エンゲル係数です。
エンゲル係数という言葉をご存知ですか?エンゲル係数とは、家計に占める食料費の割合ことをいいます(外食を除く)。
生活水準を図る指標のひとつとされ、(食料費÷消費支出)×100という計算で計測し、このエンゲル係数が低いほど豊かで、高いほど貧しい、ということになります。
私たち人間は、所得が増えると食費以外のことにお金を使います。
外食をしたり、遊びに行ったり、趣味に利用するものを購入したりします。
そして所得が減ると、まずはじめに節約するのは自分の趣味や娯楽ですよね。
人間は食べることを我慢はできませんから、お金がなくなると収入の食費に占める割合はどんどん高くなります。

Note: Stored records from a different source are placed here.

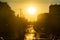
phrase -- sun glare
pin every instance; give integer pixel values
(31, 10)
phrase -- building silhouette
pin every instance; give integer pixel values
(54, 12)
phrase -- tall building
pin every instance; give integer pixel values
(21, 13)
(54, 12)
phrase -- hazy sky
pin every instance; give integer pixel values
(42, 5)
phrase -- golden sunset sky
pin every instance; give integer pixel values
(41, 6)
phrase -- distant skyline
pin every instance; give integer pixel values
(41, 5)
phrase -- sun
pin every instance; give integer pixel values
(31, 10)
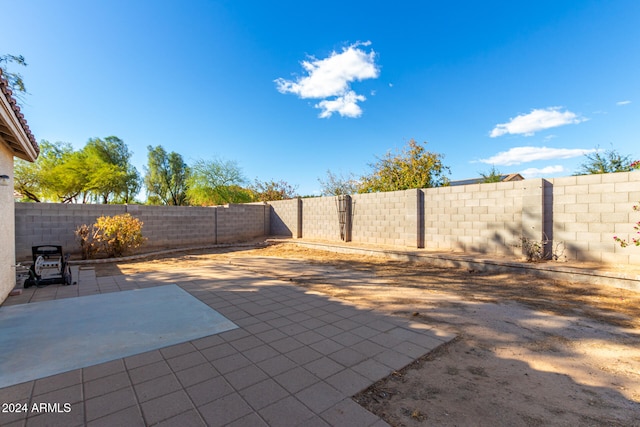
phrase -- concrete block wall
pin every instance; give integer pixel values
(55, 224)
(320, 218)
(483, 218)
(589, 210)
(285, 218)
(175, 226)
(389, 218)
(237, 222)
(163, 226)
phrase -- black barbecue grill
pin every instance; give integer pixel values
(49, 267)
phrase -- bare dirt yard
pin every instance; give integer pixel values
(528, 351)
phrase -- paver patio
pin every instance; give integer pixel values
(296, 358)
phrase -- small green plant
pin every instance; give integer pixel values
(113, 235)
(87, 234)
(623, 242)
(534, 250)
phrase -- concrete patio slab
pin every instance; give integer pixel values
(296, 358)
(49, 337)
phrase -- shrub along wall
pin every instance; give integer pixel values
(164, 226)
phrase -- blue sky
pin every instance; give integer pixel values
(290, 90)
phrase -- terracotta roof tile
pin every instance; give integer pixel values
(4, 87)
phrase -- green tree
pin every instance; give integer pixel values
(337, 185)
(166, 177)
(110, 175)
(608, 161)
(493, 175)
(272, 190)
(51, 177)
(413, 167)
(16, 83)
(216, 182)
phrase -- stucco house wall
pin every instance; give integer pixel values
(7, 226)
(16, 140)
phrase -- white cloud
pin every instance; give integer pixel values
(535, 121)
(548, 170)
(330, 80)
(518, 155)
(344, 105)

ちなみに、現在の日本のエンゲル係数は約20%といわれています。
これは、世界水準から比べるとかなり豊かであることを示しています。
しかし、日本はそれほど豊かでしょうか?現状を見ていても到底そうは思えません。
他国と比べるのではなく、日本のエンゲル係数の経緯を見てみても、この係数はずっと下がり続けているのです。

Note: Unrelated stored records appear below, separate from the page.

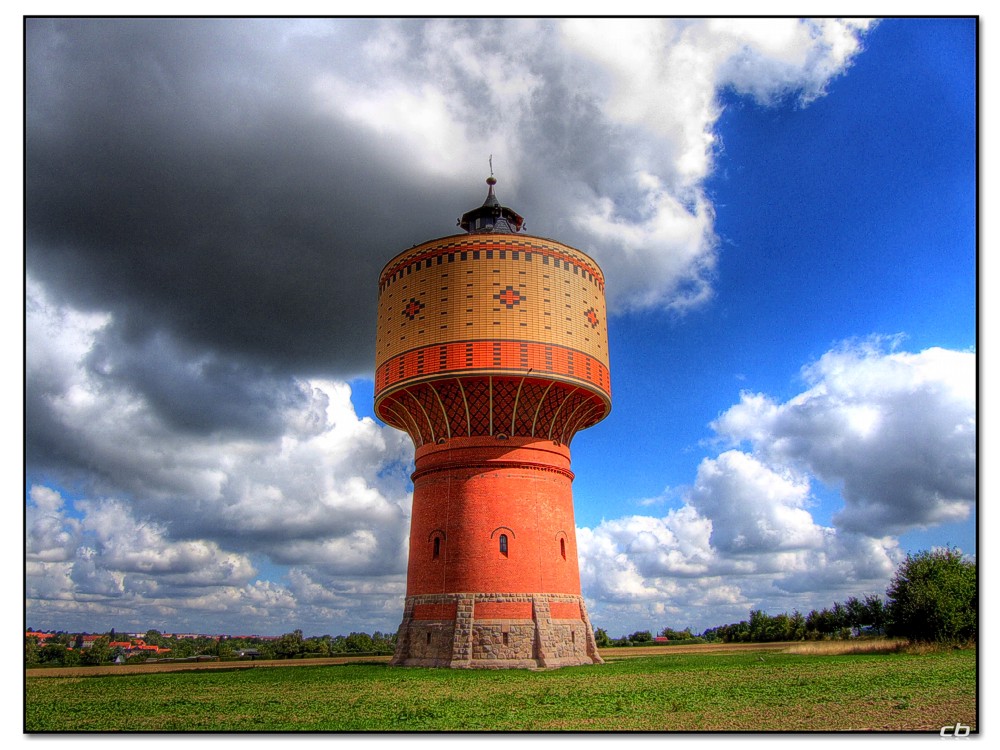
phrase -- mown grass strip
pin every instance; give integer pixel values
(689, 692)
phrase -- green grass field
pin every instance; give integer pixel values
(748, 691)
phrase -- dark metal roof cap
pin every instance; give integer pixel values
(491, 216)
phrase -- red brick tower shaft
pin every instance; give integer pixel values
(492, 354)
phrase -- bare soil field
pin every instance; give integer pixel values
(608, 654)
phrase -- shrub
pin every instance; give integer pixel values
(933, 598)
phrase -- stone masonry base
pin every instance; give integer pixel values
(532, 638)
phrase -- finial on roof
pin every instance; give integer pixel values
(491, 216)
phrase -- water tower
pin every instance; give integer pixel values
(492, 353)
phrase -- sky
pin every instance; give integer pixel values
(785, 212)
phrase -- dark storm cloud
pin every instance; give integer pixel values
(178, 176)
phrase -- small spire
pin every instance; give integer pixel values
(491, 216)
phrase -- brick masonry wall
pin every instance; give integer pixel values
(470, 492)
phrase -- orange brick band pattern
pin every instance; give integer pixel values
(493, 357)
(490, 247)
(493, 406)
(491, 353)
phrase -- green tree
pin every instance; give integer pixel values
(934, 598)
(641, 636)
(289, 645)
(32, 651)
(99, 653)
(875, 612)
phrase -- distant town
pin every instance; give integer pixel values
(62, 648)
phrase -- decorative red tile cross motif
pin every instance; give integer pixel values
(413, 308)
(510, 297)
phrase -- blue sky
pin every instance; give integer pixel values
(785, 213)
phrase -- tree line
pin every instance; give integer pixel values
(933, 597)
(66, 649)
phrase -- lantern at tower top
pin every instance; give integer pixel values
(491, 216)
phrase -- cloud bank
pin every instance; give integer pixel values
(208, 203)
(894, 431)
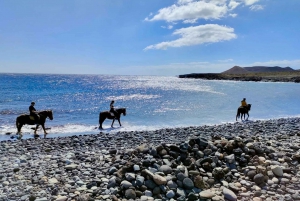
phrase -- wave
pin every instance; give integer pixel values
(132, 97)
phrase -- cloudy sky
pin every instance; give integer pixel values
(147, 37)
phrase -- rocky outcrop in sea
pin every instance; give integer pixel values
(240, 161)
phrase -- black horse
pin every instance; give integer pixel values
(107, 115)
(25, 119)
(243, 111)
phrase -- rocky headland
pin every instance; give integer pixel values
(256, 74)
(256, 161)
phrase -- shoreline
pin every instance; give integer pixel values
(262, 77)
(257, 160)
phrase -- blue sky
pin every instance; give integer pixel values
(140, 37)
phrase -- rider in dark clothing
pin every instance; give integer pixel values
(112, 109)
(33, 111)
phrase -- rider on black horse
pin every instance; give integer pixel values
(33, 112)
(112, 109)
(244, 103)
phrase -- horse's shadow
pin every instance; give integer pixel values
(108, 129)
(247, 121)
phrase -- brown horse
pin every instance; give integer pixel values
(107, 115)
(25, 119)
(243, 111)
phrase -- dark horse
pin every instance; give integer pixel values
(107, 115)
(25, 119)
(243, 111)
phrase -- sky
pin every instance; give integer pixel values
(147, 37)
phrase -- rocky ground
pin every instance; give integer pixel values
(241, 161)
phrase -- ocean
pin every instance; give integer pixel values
(152, 102)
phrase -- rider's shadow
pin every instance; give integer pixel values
(247, 121)
(109, 129)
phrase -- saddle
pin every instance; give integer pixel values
(33, 118)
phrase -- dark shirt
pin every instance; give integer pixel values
(32, 110)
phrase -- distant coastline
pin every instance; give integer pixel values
(256, 74)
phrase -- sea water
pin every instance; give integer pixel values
(152, 102)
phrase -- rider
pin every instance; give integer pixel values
(33, 111)
(244, 103)
(112, 109)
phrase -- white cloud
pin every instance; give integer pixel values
(191, 10)
(256, 7)
(250, 2)
(233, 15)
(233, 4)
(193, 21)
(225, 60)
(195, 35)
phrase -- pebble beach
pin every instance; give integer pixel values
(252, 160)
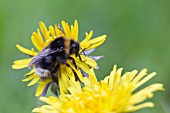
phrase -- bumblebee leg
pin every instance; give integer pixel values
(54, 74)
(73, 61)
(75, 74)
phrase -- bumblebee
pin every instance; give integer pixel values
(47, 62)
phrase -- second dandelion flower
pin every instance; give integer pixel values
(60, 55)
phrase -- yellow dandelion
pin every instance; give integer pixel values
(115, 94)
(41, 39)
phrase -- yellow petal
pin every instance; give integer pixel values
(97, 39)
(74, 31)
(23, 61)
(35, 80)
(29, 78)
(66, 28)
(41, 87)
(94, 45)
(19, 64)
(144, 80)
(59, 32)
(78, 72)
(82, 65)
(88, 36)
(88, 61)
(44, 30)
(30, 73)
(26, 51)
(140, 106)
(37, 41)
(51, 28)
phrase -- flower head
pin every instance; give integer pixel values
(115, 94)
(42, 38)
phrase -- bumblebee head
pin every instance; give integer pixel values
(74, 48)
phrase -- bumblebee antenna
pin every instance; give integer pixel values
(82, 51)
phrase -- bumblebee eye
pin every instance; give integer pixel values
(74, 45)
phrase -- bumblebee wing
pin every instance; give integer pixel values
(45, 52)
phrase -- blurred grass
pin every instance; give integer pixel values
(138, 36)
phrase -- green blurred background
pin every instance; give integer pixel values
(138, 36)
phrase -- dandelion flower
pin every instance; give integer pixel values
(42, 38)
(117, 93)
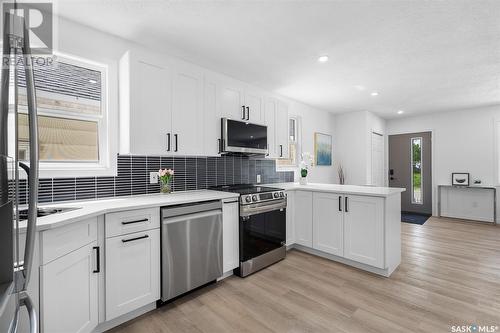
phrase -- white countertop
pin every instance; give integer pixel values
(344, 189)
(88, 209)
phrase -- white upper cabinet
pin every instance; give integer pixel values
(187, 112)
(328, 223)
(145, 105)
(270, 111)
(282, 132)
(364, 230)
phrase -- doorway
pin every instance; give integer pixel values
(410, 167)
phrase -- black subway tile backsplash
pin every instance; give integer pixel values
(191, 173)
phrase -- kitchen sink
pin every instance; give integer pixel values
(45, 211)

それはなぜなのでしょうか? 昔は単純にこのような計算で豊かさを計ることができました。
しかし、現代には、このエンゲル係数を考えた人にも想像がつかなかった様々な要因が、我々の生活に大きく関係しています。
例えば少子化問題であったり、食への執着であったり、またハンバーガーや牛丼などを代表する軽食の値段が急激に下がったことによって外食の方がお金がからなくなったりと、本当の意味での家計に占める食料費の割合が図れなくなってきているのです。
今では豊かさをエンゲル係数で図ることはほとんどなくなりました。
というよりも、図ることができなくなってきているというのが現状です。